7月29日(日本時間30日、日付は以下同)、NBAコミッショナーのアダム・シルバーはリーグ創設75周年目となる2021−22シーズンに向けて「我々は選手たちとチーム、過去と現在において世界中のファンの皆様を魅了してきたその双方を称えることを楽しみにしています」と語った。

 先日、創設75周年記念ロゴを発表したNBAは、今年10月にメディア、現役および元選手、コーチ、ゼネラルマネージャー、チーム幹部たちで構成される選考委員会で、史上最高の75選手をフィーチャーし、新たに75周年記念チームを選出することを発表した。

 創設50周年目となった1996−97シーズンにNBAは歴代最高の50人を発表。翌97年のオールスターでこの50人を祝福した。22年のオールスター開催地は、97年当時と同じクリーブランドであることから、75周年記念チームに選ばれた選手たちが一堂に会することが予想される。

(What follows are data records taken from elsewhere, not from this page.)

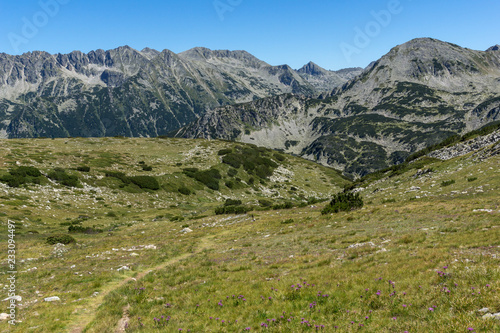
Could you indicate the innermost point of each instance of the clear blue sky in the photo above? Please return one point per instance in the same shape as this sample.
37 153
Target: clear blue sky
291 32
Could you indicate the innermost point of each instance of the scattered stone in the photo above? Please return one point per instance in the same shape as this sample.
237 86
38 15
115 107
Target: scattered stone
483 210
17 298
466 147
354 246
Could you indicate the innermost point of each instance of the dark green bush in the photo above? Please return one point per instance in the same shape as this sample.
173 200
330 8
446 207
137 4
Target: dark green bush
344 201
60 176
279 157
22 175
447 182
265 203
233 160
232 210
208 177
25 171
83 168
118 175
83 230
286 205
232 202
145 182
224 151
232 172
184 190
63 239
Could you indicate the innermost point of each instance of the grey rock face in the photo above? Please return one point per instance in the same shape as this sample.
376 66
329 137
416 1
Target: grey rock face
415 96
466 147
132 93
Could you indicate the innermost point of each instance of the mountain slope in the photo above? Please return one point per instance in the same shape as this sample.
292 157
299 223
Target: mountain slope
416 95
133 93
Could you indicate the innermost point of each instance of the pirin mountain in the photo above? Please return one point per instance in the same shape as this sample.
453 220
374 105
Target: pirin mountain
138 93
355 120
415 96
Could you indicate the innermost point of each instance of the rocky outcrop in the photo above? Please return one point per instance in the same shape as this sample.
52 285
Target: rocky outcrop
415 96
134 93
467 147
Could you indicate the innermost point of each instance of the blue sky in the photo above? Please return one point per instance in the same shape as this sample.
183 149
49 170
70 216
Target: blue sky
333 34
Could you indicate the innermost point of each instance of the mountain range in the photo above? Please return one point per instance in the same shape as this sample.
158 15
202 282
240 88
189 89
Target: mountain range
138 93
415 96
356 120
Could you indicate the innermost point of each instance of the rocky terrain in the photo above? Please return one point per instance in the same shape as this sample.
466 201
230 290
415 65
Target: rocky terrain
469 146
137 93
416 95
133 235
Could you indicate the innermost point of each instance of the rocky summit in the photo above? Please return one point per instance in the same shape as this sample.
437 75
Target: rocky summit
355 120
416 95
135 93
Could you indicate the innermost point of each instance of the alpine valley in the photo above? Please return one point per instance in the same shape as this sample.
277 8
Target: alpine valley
357 121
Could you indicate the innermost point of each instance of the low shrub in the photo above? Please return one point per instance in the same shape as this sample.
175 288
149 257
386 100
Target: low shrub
74 229
184 190
232 202
60 176
447 182
344 201
265 203
286 205
232 210
61 238
118 175
232 172
224 151
209 178
22 175
83 168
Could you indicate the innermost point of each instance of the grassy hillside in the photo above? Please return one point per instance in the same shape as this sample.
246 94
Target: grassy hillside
421 255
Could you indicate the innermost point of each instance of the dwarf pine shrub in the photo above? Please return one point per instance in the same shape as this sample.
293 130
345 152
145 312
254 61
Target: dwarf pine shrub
344 201
61 238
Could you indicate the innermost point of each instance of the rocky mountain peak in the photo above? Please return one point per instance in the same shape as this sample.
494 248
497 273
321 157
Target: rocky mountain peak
312 69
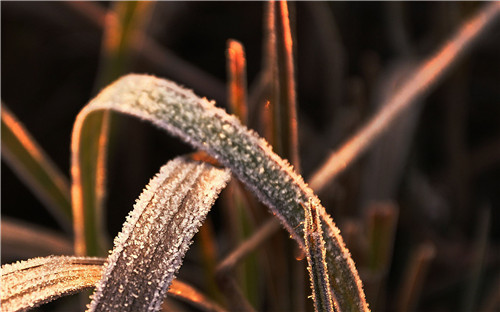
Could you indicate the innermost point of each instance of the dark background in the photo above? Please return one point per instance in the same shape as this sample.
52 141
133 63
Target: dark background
50 59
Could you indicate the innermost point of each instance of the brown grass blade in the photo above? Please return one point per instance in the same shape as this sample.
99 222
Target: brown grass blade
149 250
28 284
251 159
34 167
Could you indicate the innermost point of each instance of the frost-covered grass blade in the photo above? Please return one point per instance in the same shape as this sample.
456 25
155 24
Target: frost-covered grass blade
317 267
198 122
28 284
156 235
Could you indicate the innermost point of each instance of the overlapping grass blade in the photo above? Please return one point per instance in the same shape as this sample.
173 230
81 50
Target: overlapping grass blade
280 63
156 235
317 267
35 168
28 284
251 159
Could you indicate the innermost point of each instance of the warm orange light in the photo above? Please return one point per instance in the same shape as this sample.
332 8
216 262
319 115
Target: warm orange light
237 76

 97年に歴代最高の50人として選ばれた選手たちのうち、現役はわずか10人。マイケル・ジョーダン、スコッティ・ピッペン(元シカゴ・ブルズほか)、チャールズ・バークレー(元フェニックス・サンズほか)、シャキール・オニール(元ロサンゼルス・レイカーズほか)といった当時リーグトップレベルの選手たちが割って入っていた。
  そのなかで外国籍出身選手はアキーム・オラジュワン(元ヒューストン・ロケッツほか)/ナイジェリア)、パトリック・ユーイング(元ニューヨーク・ニックスほか/ジャマイカ)の2人のみ。ただこの2人はアメリカ国籍を取得し、オリンピックに出場しているため、外国籍選手は皆無と言っていいメンバーだった。

 あれから25年の月日が経った今、バスケットボールの国際化は急速に進んでおり、新たに発表される75周年記念チームでは、外国籍出身選手たちも名を連ねることだろう。

 まずは歴代最高の50人に入らなかった選手で、75周年記念チームに入ることが濃厚なのが、現役ではレブロン・ジェームズ(レイカーズ)、ステフィン・カリー(ゴールデンステイト・ウォリアーズ)、ラッセル・ウエストブルック(レイカーズ)、ケビン・デュラント(ブルックリン・ネッツ)の4人。
  レジェンドではコビー・ブライアント(元レイカーズ)、ティム・ダンカン(元サンアントニオ・スパーズ)、アレン・アイバーソン(元フィラデルフィア・セブンティシクサーズほか)、ケビン・ガーネット(元ミネソタ・ティンバーウルブズほか)、ダーク・ノビツキー(元ダラス・マーベリックス)、スティーブ・ナッシュ(元サンズほか)、ジェイソン・キッド(元マブズほか)、ドゥエイン・ウェイド(元マイアミ・ヒートほか)といった選手たちが予想される。

 その一方で、ヤニス・アデトクンボ(ミルウォーキー・バックス/ギリシャ)やルカ・ドンチッチ(マブズ/スロベニア)、マヌ・ジノビリ(元スパーズ/アルゼンチン)やパウ・ガソル(元レイカーズほか/スペイン)もNBAで見事な実績を残しているが、これは外国籍出身選手たち中心で構成されるチームではないため、確実に選ばれるとは言い切れない。
  それはクリス・ポール(サンズ)やカワイ・レナード(ロサンゼルス・クリッパーズ)、ジェームズ・ハーデン(ネッツ)といった現役屈指のスタープレーヤーや、ポール・ピアース(元ボストン・セルティックスほか)、レイ・アレン(元シアトル・スーパーソニックスほか)といった殿堂入りしているアメリカ出身選手たちも同様で、選出のハードルは非常に高い。

 はたして、75周年記念チームはどのような顔ぶれになるのか。10月の発表を楽しみに待ちたいところだ。